For logistical reasons, Lewallen and her husband, Paul Emmerich, looked for a place in the center of the country to open a warehouse. They chose Tyler, Texas, and moved there. They had just begun to expand into shipping general groceries when Emmerich died in 2011.
“I decided with the recession and everything, people were going to look for cost-effective means to shop,” Lewallen said. “So we included groceries. Ironically, the grocery orders are more now than the gourmet, and it will continue to grow.”
Emmerich’s death caused Lewallen to take stock of her life and business, and she decided to return to an area where she had a network of friends and business associates. She began to look for a business that would dovetail nicely with her online gourmet foods business, and she found it at Murieta Plaza Foods. She can retail the gourmet foods that were so popular with her local customers at the brick-and-mortar store, and the store’s inventory can be shipped to online customers.
Plaza Foods wasn’t up for sale when Lewallen approached the Sextons, but the family had been thinking of looking for an exit strategy. The store’s founders are in their 70s, and 48-year old Darin and 50-year-old Michelle were ready to try new things after 36 years at what they call the “College of Bob.” Their profitable store was attractive to Lewallen because of its 36 well-trained staff members and about 750 sales a day.
The Sextons say their success came from listening to customers and making many of the adjustments that were recommended. Lewallen said she’ll do the same, and she’ll add things that were a hit with customers at Sheldon Farms.
Passing the test
A change in the GED test put the staff and volunteers at Sacramento Food Bank & Family Services through their paces as 2013 came to a close. On Jan. 2, the GED Testing Service unveiled a new exam that creators say will measure whether applicants are prepared not only for college but also for a career in today’s job market.
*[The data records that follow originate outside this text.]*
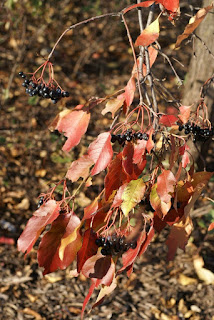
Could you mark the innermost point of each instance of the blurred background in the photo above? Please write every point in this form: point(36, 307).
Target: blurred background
point(92, 60)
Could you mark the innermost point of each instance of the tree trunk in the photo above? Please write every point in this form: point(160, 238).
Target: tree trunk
point(201, 68)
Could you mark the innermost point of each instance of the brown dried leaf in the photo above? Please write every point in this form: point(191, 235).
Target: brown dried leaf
point(193, 24)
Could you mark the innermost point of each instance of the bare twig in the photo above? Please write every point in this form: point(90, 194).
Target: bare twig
point(143, 51)
point(134, 56)
point(170, 63)
point(204, 44)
“We’ve known of this change for a while,” said Genevieve Deignan, the food bank’s programs director. “They started talking about it like two years ago, so anyone who had previously passed a section from the current version needed to pass all five by the end of (last) year, or they needed to start from scratch with the new test version. We pumped out a lot of students in the past four months.”
For students who weren’t quite ready, Deignan, her six adult education staff and roughly 65 volunteers took them aside and told them to wait until 2014 to begin the testing. Besides the GED classes, the food bank’s adult education programs also offer classes in English as a second language and computer skills. In 2012, classrooms in Oak Park and North Sacramento served 2,318 individuals. Deignan saw a huge surge in demand that year that she attributes to people wanting to get in before the new GED test and greater access to computers at the new Education and Technology Center at 3333 Third Ave.
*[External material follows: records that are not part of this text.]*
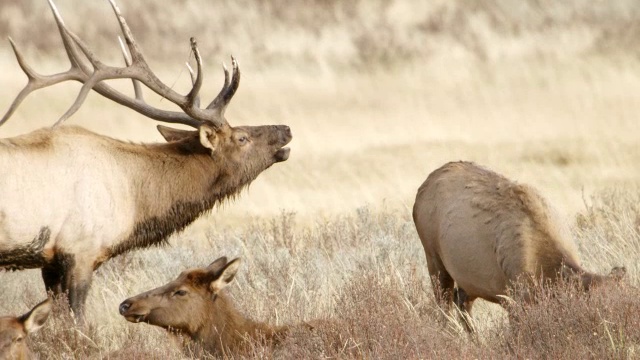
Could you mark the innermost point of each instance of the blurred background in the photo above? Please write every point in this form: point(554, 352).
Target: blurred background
point(378, 93)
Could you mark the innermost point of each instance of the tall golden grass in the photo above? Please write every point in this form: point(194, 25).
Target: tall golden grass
point(378, 94)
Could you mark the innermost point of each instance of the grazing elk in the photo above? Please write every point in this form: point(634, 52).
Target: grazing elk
point(14, 330)
point(483, 232)
point(195, 305)
point(71, 199)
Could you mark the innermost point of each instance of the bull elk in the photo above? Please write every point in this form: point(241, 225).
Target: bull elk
point(14, 331)
point(483, 232)
point(72, 199)
point(195, 305)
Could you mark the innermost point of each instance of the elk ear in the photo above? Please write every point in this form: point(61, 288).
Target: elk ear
point(171, 134)
point(225, 275)
point(34, 319)
point(217, 265)
point(208, 137)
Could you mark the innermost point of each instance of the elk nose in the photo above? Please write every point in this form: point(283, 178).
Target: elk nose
point(124, 307)
point(285, 133)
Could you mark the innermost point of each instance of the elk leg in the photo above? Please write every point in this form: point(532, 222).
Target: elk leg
point(52, 277)
point(441, 281)
point(464, 304)
point(76, 280)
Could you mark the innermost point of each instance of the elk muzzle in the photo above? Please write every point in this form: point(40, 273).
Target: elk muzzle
point(284, 137)
point(131, 314)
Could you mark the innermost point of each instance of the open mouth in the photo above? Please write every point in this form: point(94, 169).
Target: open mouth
point(135, 318)
point(282, 154)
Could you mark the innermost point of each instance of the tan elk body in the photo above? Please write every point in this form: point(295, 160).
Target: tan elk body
point(483, 232)
point(195, 306)
point(70, 199)
point(14, 331)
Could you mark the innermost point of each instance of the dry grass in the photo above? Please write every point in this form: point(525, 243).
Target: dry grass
point(378, 94)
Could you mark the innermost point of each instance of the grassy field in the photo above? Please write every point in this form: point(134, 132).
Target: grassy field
point(378, 94)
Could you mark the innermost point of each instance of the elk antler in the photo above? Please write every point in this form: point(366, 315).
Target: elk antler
point(90, 71)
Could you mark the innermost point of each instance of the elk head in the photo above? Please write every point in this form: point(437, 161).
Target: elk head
point(188, 303)
point(263, 145)
point(14, 331)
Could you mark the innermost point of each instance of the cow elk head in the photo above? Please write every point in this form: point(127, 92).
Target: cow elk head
point(14, 331)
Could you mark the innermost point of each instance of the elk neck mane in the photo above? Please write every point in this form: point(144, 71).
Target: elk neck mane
point(168, 184)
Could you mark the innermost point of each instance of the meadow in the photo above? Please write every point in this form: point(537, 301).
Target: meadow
point(378, 94)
Because of faithful volunteers, the adult education program was able to offer about 49,000 hours of service in 2012 on a budget of just $330,000. That was about 9 percent of the food bank’s overall budget.
Coloring your world
Sacramento residents are seeing the City Hall garage at 10th and I streets in a different light, thanks to the work of Peters Engineering, Otto Construction and Garrahan Electric.
As part of a $1.2 million renovation of the parking structure, the contractors installed lights and programmable controls that allow city staff to bathe the 20-year-old building’s exterior in different hues. For instance, at Christmas, the garage twinkled in shades of red and green.
“The idea was to bring interest to the building,” said Chuck Pasillas of Peters Engineering. “As you know, they have events that happen in the adjacent park, the Cesar Chavez Park, and the colors make it more festive. It’s an area where people gather, and we want the building to have interest, and that was the reason for our approach on the lighting design.”
It isn’t solely for the amusement of visitors, however, Pasillas said, because the city hopes that a more attractive and identifiable look will attract new tenants to the building’s first-floor retail spaces. There’s 13,641 square feet available.
“The city of Sacramento has been largely housing their different groups in that building, in the actual retail space of that building,” Pasillas said, “so there hasn’t been a real need to draw interest to that building until now. They’ve moved out and they want to be able to lease out the retail space.”